Quite a mighty and huge crag on the eastern shore of Åmunsfjärd with many loose and ugly but at the same time impressive overhangs/roofs. Here and there scattered between all the rotten parts, however, you will find one and another nice or even excellent wall or route. With the aim set on these, this crag is definitely worth one or more visits depending on the grades you climb.
Östnorabergets' main attraction is probably Pelarväggen, with its conglomerate-like structure and towering roof formation higher up on the face. Here you will find two-three high-quality bolted routes as well as a number of traditionally protected climbs. The left part of the round and bulky quite appealing French wall has a couple of difficult and steep sport routes. On the right part, there are some slightly overhanging easier routes that are a bit loose and ugly looking, but the climbing itself is still quite ok. The smooth and appealing Marylin wall located farthest to the right is of good quality and here are a couple of fun overhanging bolted routes that must not be missed. The sector Förtsta taket is good if you want to climb easier bolted slab routes, and some routes in this sector have also been renovated (2016). The small and steep Tanga wall with a couple of short roof climbs is also fairly freshly brushed (2020).
There are still some routes with older bolts and anchors that are probably not in the best condition. As usual, the moss grows quite quickly on the slabby parts while the overhanging sections manage much better. A brush can always come in handy.

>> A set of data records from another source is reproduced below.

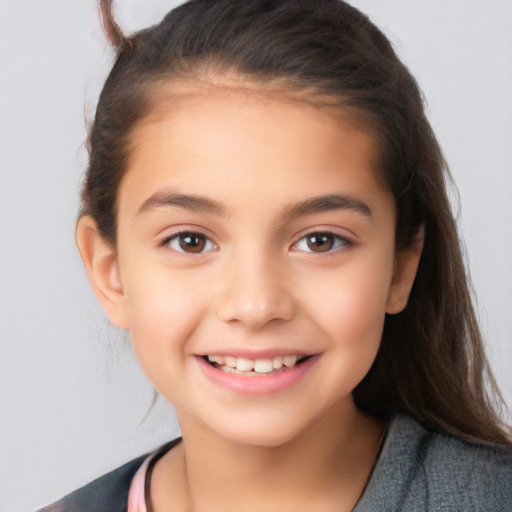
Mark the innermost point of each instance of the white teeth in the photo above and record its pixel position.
(229, 361)
(263, 365)
(215, 359)
(289, 361)
(277, 362)
(245, 365)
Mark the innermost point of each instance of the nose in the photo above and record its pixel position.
(254, 294)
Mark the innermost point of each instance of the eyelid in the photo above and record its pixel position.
(346, 241)
(165, 242)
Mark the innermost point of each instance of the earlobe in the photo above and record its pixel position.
(102, 266)
(406, 266)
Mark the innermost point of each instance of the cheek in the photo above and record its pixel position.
(163, 313)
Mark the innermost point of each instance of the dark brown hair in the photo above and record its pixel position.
(431, 364)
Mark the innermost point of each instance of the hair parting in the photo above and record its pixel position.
(111, 29)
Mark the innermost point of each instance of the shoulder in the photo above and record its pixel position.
(436, 471)
(108, 493)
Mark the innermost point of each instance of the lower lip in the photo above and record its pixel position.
(257, 384)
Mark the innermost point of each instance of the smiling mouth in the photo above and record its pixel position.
(253, 367)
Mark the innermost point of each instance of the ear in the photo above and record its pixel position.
(406, 266)
(102, 266)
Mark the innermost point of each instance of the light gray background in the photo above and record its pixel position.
(72, 399)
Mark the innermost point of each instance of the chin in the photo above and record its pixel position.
(269, 434)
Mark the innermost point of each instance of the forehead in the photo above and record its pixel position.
(217, 139)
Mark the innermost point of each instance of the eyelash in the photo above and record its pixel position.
(338, 242)
(168, 242)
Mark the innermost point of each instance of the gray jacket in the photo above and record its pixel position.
(417, 470)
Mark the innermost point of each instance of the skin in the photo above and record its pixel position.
(257, 285)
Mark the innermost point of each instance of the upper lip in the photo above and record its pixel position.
(257, 353)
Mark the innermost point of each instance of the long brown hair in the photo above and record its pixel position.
(431, 364)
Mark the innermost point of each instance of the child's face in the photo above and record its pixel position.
(287, 248)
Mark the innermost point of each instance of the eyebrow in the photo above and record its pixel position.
(190, 202)
(309, 206)
(327, 203)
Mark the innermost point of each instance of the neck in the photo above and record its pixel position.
(324, 467)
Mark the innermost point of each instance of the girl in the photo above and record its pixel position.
(265, 212)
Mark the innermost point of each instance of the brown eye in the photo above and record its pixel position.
(320, 242)
(190, 243)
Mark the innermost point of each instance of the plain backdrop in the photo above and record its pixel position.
(72, 399)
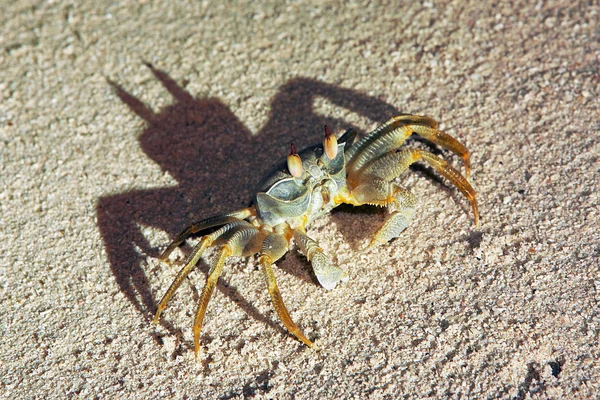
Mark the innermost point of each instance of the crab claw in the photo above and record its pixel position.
(330, 144)
(294, 162)
(327, 274)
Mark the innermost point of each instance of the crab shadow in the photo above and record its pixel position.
(216, 161)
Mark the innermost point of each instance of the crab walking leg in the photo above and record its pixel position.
(233, 247)
(273, 248)
(393, 133)
(205, 224)
(327, 273)
(391, 165)
(192, 260)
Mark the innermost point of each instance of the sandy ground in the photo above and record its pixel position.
(105, 158)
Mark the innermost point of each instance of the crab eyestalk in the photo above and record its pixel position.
(330, 144)
(294, 162)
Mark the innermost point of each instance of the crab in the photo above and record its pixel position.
(309, 184)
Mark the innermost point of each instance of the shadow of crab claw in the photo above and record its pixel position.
(328, 275)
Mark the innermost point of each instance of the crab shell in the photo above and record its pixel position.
(280, 197)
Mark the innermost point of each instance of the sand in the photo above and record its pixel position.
(121, 123)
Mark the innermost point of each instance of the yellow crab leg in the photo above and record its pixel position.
(205, 224)
(233, 247)
(393, 133)
(191, 262)
(273, 248)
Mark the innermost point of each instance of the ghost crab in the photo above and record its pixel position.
(309, 184)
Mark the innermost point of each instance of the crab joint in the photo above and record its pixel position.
(294, 162)
(330, 144)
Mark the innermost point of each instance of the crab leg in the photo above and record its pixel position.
(233, 247)
(273, 248)
(375, 188)
(205, 224)
(327, 273)
(392, 165)
(192, 260)
(393, 133)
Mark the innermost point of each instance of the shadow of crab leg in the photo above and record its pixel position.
(234, 246)
(327, 273)
(192, 260)
(393, 133)
(205, 224)
(390, 166)
(273, 248)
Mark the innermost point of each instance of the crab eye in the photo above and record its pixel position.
(330, 144)
(294, 162)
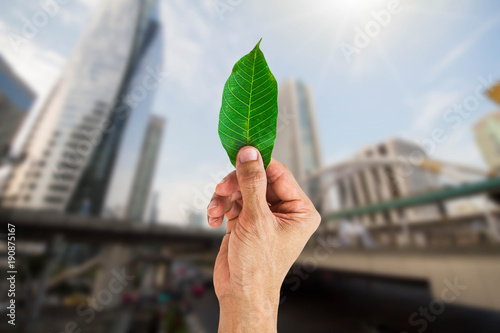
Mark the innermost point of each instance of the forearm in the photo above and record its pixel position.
(248, 314)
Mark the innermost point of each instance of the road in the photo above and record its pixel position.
(327, 303)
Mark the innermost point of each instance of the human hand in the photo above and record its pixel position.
(270, 219)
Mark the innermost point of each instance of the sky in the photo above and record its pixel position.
(377, 69)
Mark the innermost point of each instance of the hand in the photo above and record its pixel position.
(270, 220)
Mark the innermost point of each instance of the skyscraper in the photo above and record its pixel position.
(99, 104)
(141, 186)
(487, 131)
(297, 142)
(16, 99)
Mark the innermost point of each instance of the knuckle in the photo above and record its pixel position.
(253, 178)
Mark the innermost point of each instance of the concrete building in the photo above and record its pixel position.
(88, 125)
(379, 183)
(16, 98)
(141, 188)
(487, 131)
(297, 143)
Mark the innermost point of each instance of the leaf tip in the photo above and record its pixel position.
(258, 44)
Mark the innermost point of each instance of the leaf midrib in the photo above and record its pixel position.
(251, 92)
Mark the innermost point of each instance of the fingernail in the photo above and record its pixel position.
(212, 204)
(248, 154)
(212, 220)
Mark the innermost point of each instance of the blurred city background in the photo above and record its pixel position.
(109, 154)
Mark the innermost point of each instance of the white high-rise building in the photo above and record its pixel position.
(100, 104)
(297, 142)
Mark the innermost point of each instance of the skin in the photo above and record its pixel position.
(270, 220)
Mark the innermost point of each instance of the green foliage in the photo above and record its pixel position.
(249, 111)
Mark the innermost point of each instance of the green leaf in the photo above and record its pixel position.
(249, 111)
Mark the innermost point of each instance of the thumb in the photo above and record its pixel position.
(251, 178)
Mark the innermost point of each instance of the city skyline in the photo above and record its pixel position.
(357, 103)
(92, 118)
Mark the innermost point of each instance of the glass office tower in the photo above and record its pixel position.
(101, 101)
(297, 140)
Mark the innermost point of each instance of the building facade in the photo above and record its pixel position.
(16, 98)
(103, 95)
(487, 132)
(297, 142)
(370, 185)
(141, 187)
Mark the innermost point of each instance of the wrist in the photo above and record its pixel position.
(252, 312)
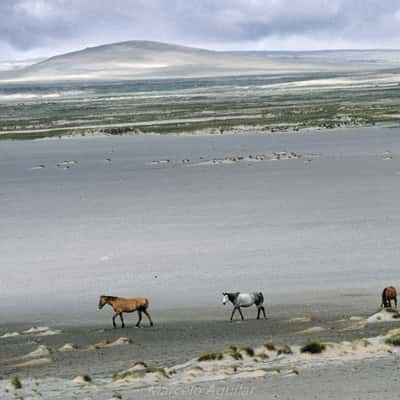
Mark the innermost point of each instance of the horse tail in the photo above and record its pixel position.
(384, 298)
(261, 298)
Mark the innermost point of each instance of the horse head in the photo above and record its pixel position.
(102, 301)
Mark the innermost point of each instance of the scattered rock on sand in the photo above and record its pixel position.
(9, 334)
(82, 379)
(36, 329)
(105, 343)
(385, 315)
(68, 347)
(313, 329)
(40, 352)
(33, 363)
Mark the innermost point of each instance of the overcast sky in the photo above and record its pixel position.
(34, 28)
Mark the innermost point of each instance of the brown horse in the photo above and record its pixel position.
(388, 295)
(121, 305)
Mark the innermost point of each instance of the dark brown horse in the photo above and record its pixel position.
(121, 305)
(389, 294)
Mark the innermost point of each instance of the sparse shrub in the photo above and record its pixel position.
(313, 348)
(16, 383)
(211, 357)
(285, 350)
(234, 353)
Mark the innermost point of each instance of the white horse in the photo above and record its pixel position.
(244, 300)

If you park as you should, the walk to the crag is about 1 km along an easy-to-walk asphalt/gravel road, and it should not be a problem to take the children to the crag. As usual, when it comes to crags in Stockholm, there will most likely be ticks in the grass.
Environment:
West-Southwest. Mostly open for the sun higher up on the crag, but down at the ground there are a lot of trees and sly here and there. Although some shorter routes may be in the shade, hot summer days are probably not ideal. The best time is most likely in spring before the leaves bloom. The difficult routes to the left on Franska väggen stay in the shade until about 13:00-14.00 in the afternoon.